Peritoneal dialysis adoption and technique survival is affected by limitations related to peritoneal membrane longevity and metabolic alterations. Indeed, almost all peritoneal dialysis fluids exploit glucose as an osmotic agent that rapidly diffuses across the peritoneal membrane, potentially resulting in metabolic abnormalities such as hyperglycemia, hyperinsulinemia, obesity, and hyperlipidemia. Moreover, glucose-degradation products generated during heat sterilization, other than glucose itself, induce significant morphological and functional changes in the peritoneum leading to ultrafiltration failure. The partial substitution of glucose with osmotic agents characterized by a better local and systemic biocompatibility has been suggested as a potential strategy to innovate peritoneal dialysis fluids. The approach aims to minimize glucose-associated toxicity, preserving the peritoneal membrane welfare and counteracting common comorbidities. In this work, we report the clinical trial design of ELIXIR, a phase III randomized, controlled, blinded outcome assessment study comparing Xylocore, an innovative formulation based on Xylitol and l-carnitine, to standard glucose-based regimens, in end-stage kidney disease patients treated with continuous ambulatory peritoneal dialysis; 170 patients will be randomized (1:1) to receive XyloCore or to continue their pre-randomization peritoneal dialysis (PD) therapy with glucose-only PD solutions, for 6 months.
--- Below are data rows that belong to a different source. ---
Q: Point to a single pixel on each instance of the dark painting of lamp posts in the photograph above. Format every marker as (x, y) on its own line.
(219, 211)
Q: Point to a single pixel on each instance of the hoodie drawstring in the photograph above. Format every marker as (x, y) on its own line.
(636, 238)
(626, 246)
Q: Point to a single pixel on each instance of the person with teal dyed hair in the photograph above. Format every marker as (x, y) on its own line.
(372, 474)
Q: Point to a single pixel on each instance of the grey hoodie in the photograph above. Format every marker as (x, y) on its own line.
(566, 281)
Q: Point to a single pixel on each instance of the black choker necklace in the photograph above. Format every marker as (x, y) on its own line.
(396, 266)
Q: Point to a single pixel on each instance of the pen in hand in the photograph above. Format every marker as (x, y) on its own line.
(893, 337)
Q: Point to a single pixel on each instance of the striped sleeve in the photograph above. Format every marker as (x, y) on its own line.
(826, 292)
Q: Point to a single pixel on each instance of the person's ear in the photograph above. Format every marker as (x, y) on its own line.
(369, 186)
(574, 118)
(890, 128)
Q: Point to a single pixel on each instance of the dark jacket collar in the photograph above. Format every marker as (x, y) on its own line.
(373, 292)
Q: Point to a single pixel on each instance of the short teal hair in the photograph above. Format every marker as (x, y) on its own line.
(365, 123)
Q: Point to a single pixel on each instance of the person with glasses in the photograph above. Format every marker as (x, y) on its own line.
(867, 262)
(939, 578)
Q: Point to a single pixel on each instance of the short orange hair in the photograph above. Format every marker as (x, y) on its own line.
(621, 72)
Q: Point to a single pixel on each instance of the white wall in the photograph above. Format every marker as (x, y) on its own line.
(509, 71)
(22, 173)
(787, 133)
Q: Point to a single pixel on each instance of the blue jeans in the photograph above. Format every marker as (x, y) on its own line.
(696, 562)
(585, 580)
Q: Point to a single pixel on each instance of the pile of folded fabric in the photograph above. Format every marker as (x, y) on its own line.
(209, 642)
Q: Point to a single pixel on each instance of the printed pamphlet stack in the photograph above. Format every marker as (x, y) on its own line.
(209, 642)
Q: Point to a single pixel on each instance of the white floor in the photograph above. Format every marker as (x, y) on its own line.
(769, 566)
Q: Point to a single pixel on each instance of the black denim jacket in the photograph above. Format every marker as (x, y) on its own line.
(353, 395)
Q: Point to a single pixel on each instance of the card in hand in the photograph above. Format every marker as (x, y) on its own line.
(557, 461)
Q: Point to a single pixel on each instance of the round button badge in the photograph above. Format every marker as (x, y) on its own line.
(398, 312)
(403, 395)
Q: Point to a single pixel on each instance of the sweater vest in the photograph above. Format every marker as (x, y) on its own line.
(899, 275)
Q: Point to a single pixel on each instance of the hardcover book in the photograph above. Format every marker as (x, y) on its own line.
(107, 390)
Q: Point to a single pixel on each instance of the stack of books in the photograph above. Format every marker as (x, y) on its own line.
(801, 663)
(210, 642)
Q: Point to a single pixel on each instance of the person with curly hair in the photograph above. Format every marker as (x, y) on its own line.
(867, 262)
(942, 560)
The primary study's objective is to demonstrate the noninferiority of XyloCore in terms of Kt/V urea, for which a clinically acceptable noninferiority margin of -0.25 has been determined, assuming that all patients will be treated aiming to a minimum target of 1.7 and an optimal target of 2.0.
腹膜透析的采用率和技术生存期受到与腹膜寿命和代谢改变相关的限制因素的影响。实际上,几乎所有的腹膜透析液都利用葡萄糖作为渗透剂,葡萄糖会迅速穿过腹膜扩散,这可能导致代谢异常,如高血糖、高胰岛素血症、肥胖和高脂血症。此外,除了葡萄糖本身,热灭菌过程中产生的葡萄糖降解产物会引起腹膜显著的形态和功能变化,导致超滤失败。有人提出,用具有更好的局部和全身生物相容性的渗透剂部分替代葡萄糖,作为创新腹膜透析液的一种潜在策略。该方法旨在将与葡萄糖相关的毒性降至最低,维护腹膜健康并对抗常见的合并症。在这项工作中,我们报告了ELIXIR的临床试验设计,这是一项III期随机、对照、盲法结局评估研究,在接受持续性非卧床腹膜透析治疗的终末期肾病患者中,将基于木糖醇和左旋肉碱的创新制剂Xylocore与标准葡萄糖基方案进行比较;170名患者将被随机分组(1:1),接受Xylocore治疗或继续使用仅含葡萄糖的腹膜透析(PD)溶液进行随机分组前的腹膜透析治疗,为期6个月。主要研究目标是证明Xylocore在尿素清除率(Kt/V)方面的非劣效性,为此确定了临床上可接受的非劣效性界值为-0.25,假设所有患者的治疗目标最低为1.7,最佳为2.0。